In the old days, I would have likely jumped on writing about the latest episode in the Temple Police saga against the Jesuits. Pope Francis has apparently written a letter affirming the ministry of Fr Martin. And that, apparently, has surfaced claims that the Holy Father doesn’t know what’s going on or he’s winking at church teaching on same-sex attraction.
I did read a blogger who I’d say was a skeptic-but-leave-it-alone type. He did have four questions to ask of Fr Martin. Rather presumptive, I thought, given that the writer was a blogger, not a journalist. It also doesn’t seem likely that the priest in question would vary from the pope’s modus operandi: when faced with doubters and dubia, ignore them.
The notion of scandal is brought up, of course. It’s been pulled from the closet so often by the Temple Police, it’s become a well-worn coat, not even substantial enough to donate to a thrift store.

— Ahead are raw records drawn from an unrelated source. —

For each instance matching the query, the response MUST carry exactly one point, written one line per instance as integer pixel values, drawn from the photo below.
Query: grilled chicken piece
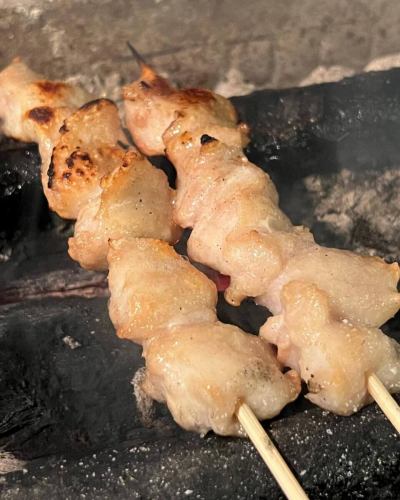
(87, 149)
(33, 109)
(152, 104)
(333, 356)
(200, 367)
(205, 371)
(232, 206)
(134, 201)
(77, 142)
(153, 288)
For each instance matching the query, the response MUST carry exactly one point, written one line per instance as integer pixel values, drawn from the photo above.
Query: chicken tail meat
(333, 356)
(201, 368)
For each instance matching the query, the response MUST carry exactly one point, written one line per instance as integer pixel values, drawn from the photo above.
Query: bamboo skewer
(384, 400)
(270, 454)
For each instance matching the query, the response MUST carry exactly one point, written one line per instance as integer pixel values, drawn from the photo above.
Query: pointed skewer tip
(138, 58)
(270, 454)
(384, 400)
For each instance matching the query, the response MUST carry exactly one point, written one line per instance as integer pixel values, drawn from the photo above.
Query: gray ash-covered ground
(67, 410)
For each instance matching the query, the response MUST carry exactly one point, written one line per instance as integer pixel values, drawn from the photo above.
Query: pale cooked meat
(135, 201)
(86, 150)
(232, 206)
(201, 368)
(205, 371)
(153, 288)
(333, 356)
(361, 289)
(152, 104)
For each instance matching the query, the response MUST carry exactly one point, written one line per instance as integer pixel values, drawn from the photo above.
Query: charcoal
(67, 409)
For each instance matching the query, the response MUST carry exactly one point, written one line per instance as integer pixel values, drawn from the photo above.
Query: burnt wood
(66, 402)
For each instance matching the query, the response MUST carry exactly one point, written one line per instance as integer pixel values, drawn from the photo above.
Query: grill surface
(333, 151)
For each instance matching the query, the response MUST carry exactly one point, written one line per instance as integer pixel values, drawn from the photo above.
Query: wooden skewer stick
(383, 398)
(270, 454)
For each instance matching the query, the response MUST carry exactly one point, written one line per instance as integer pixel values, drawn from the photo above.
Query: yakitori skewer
(238, 229)
(88, 175)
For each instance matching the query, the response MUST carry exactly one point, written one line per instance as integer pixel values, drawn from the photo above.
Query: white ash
(323, 74)
(362, 208)
(383, 63)
(234, 84)
(144, 403)
(9, 463)
(71, 342)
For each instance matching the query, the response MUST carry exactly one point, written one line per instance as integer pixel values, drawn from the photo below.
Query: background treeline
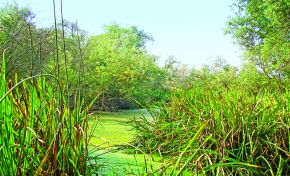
(223, 120)
(116, 66)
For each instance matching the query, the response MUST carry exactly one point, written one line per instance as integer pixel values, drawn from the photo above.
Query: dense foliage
(221, 120)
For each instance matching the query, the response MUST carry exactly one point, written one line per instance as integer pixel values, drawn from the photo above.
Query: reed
(38, 133)
(246, 134)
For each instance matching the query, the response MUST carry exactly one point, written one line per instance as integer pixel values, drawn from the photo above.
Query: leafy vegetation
(215, 120)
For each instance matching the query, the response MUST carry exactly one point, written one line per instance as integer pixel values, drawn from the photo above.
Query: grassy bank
(39, 134)
(221, 132)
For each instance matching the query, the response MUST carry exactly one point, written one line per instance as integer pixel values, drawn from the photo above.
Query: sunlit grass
(39, 134)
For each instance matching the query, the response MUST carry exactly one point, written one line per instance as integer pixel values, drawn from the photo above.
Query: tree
(261, 27)
(120, 67)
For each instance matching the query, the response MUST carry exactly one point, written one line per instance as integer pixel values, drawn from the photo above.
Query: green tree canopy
(261, 27)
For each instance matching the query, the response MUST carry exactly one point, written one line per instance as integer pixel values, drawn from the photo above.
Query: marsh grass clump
(39, 134)
(245, 134)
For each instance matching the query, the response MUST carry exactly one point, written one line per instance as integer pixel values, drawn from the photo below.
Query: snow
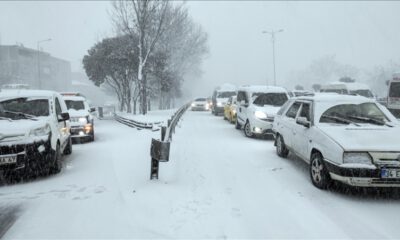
(151, 117)
(218, 184)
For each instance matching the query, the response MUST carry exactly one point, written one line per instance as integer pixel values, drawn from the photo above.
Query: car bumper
(261, 127)
(81, 131)
(360, 177)
(26, 154)
(218, 110)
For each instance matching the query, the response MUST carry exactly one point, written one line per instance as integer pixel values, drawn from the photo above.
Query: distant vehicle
(34, 133)
(348, 88)
(298, 93)
(393, 100)
(15, 86)
(82, 121)
(230, 109)
(200, 104)
(344, 138)
(257, 107)
(220, 96)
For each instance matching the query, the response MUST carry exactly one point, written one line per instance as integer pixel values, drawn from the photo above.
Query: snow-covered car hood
(267, 109)
(364, 138)
(20, 127)
(78, 113)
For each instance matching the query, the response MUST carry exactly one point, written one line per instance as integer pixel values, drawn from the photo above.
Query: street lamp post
(272, 32)
(38, 51)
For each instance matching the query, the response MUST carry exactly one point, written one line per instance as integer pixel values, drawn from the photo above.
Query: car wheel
(68, 148)
(281, 149)
(247, 130)
(56, 163)
(318, 172)
(237, 125)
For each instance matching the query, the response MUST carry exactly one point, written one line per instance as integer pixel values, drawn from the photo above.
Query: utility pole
(272, 32)
(38, 53)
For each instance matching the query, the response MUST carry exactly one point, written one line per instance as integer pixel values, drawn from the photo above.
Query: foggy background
(362, 34)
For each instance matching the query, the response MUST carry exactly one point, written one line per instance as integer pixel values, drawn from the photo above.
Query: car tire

The truth is that scandal can also be perpetrated by those claiming to oppose it. Proclaiming someone’s offense is simple gossip, and that is sinful enough. If a handful of people know something bad about a person, and one of them blogs about it and it goes viral, it would seem the scandal has been perpetrated by the messenger. And if the person in question is really innocent, then the gravity of the sin has deepened considerably.
After Luke 15:28-32, it seems that Luke 18:11-14 is another lesson for Catholic pearl-clutchers.
Keep calm and keep your gray beanies on.